2.1. Le dispositif expérimental
Nous avons appliqué un dispositif longitudinal qui est considéré, à l'heure actuelle, comme celui qui présente le plus de garanties quant au rôle joué par la variable indépendante. Ce dispositif est représenté schématiquement dans le tableau n° 1.
Quatre échantillons comprenant chacun douze classes ont participé à l'expérience: les trois premiers sont constitués de classes de 6e année primaire, le quatrième (D) de classes de 4e latine, de 4e moderne et de 3e année de l'enseignement secondaire rénové. Les groupes expérimentaux (A et B) ont été soumis à deux traitements différents (X et X') et leurs performances comparées à celles des groupes de contrôle (C et D). Toutes les observations ont été représentées par la lettre 0, qu'elles fussent préexpérimentales, expérimentales ou postexpérimentales. Les lettres X et X' désignent les deux variables indépendantes correspondant aux deux traitements pédagogiques qui furent administrés aux groupes A et B.
Trente-six classes de 6e année ont donc été soumises à deux prétests basés sur l'utilisation de référentiels et dont le niveau d'exigences était indiscutablement élevé.
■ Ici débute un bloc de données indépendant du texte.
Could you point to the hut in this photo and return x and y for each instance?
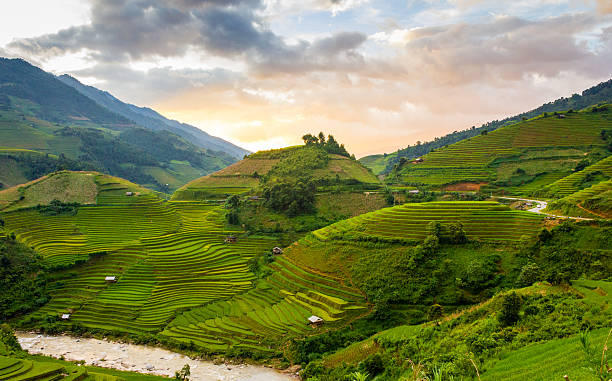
(315, 321)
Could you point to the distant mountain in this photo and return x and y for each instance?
(49, 98)
(383, 163)
(151, 119)
(47, 125)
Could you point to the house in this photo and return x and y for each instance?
(315, 321)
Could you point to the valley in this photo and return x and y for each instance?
(132, 245)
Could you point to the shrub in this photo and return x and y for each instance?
(511, 306)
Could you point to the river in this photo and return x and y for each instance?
(142, 358)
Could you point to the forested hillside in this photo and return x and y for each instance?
(46, 125)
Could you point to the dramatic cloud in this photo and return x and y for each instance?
(378, 75)
(123, 30)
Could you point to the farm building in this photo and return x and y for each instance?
(315, 321)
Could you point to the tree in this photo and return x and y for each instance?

L'application de la technique arc sinus [4] a permis de constituer, de façon aléatoire, trois groupes équivalents de 12 classes en fonction des résultats enregistrés aux épreuves préexpérimentales. C'est également de façon aléatoire qu'ont été désignés les deux groupes expérimentaux et le groupe de contrôle.
Représentation schématique du dispositif expérimental

Groupes


Prétests


Traitements


Post-tests


A


0p1 0p2


X101 X3 03 X5 05 X7 07 X9 09 X11 011


0P1 0P2 0P3


B


0'p1 0'p2


Z1 X'1 0'1 Y1 X'2 0'2 Y2 X'3 0'3 Y3 X'4 0'4 Y4 X'5 0'5 Y5 X'6 0'6 Y6 X'7 0'7 Y7 X'8 0'8 Y8 X'9 0'9 Y9 Z2 X'11 0'11 Y11


0'P10'P2 0'P3


C


0"p1 0"p2


W


0"P10"P20"P3


D



T


0"`P10"`P20"`P3



Traitements: Z1 = premier entraînement à l'utilisation d'un référentiel comportant l'exécution individuelle, l'autocorrection et la correction collective
X et X' = exécution individuelle
Y = entraînement assisté et renforcement
Z2 = correction de 0P2
W = activité traditionnelle
T = activité traditionnelle + expérience personnelle + maturation
2.2. Les traitements
2.2.1. Le groupe A (traitement X)
Les classes de ce groupe ont bénéficié de six épreuves d'entraînement comportant chacune dix items. Les sujets ont eu à résoudre, à l'aide de deux référentiels, 60 problèmes présentés selon un ordre de difficulté croissante. Ils travaillaient de manière strictement individuelle et aucune démarche ne leur a été suggérée par l'instituteur qui n'avait d'ailleurs reçu aucune information sur le contenu des tests. A la fin de la séance, les feuilles-réponses étaient enlevées aux élèves qui ne recevaient aucun feed-back. On peut dire qu'ils furent placés dans une situation de learning by doing.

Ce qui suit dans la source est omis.